Cohen and Judge have always maintained that the movie had a kernel of truth to it, but, Cohen said, "We just thought it would take much, much longer to get to this point." The film was meant as a satire of the obsession with celebrity and entertainment culture in America. "Obviously, when writing the movie, we knew that that was true about TV and movies and pop culture," he said. "But it was a crazy joke to think that it could be extrapolated to politics. It seems to be happening really rapidly."
In February, Cohen tweeted, "I never expected #idiocracy to become a documentary." Soon, The Hill, the Huffington Post, Business Insider, Entertainment Weekly, and the Washington Times, to name a few, turned the tweet into a headline. There's even a Facebook group called "Movement to Classify 'Idiocracy' as Documentary."

After his tweet gained so much traction, Cohen called Judge and they decided to seize the moment and write campaign ads for Camacho satirizing Trump. They plan to shoot the ads after Fox clears the rights with Crews ("There's only one Camacho," Cohen said).

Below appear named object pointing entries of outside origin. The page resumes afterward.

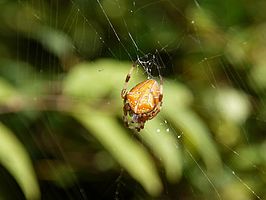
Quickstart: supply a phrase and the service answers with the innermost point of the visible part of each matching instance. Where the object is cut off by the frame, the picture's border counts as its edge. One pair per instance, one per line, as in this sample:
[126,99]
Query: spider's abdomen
[144,97]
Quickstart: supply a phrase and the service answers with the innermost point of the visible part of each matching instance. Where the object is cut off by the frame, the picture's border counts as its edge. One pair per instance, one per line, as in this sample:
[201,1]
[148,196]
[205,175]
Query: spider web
[154,62]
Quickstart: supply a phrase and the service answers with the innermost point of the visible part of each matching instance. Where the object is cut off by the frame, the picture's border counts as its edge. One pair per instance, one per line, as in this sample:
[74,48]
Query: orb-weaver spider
[143,102]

Throughout the process, Cohen and Judge have struggled to satirize Trump because he is already so outrageous. "If you're making Idiocracy 2, and you're trying to write whoever's the heir to Camacho, if you put in Trump, it would be too silly to be in a movie," Cohen explained.
But they worked through it — Cohen felt a call to action, saying these ads are very important to him. "This is what satire is for ... to be able to hold up a mirror and say, 'This is crazy,'" he said. "Idiocracy was like that, but this all of a sudden felt like a very immediate need for the true meaning of satire and what it can actually do."

"The most dangerous contrast to Trump is that Camacho actually realizes he needs advice from other people, and knows that he's not the smartest guy in the room," Cohen continued, noting that he would "definitely" vote for Camacho over Trump. "Also, not a racist."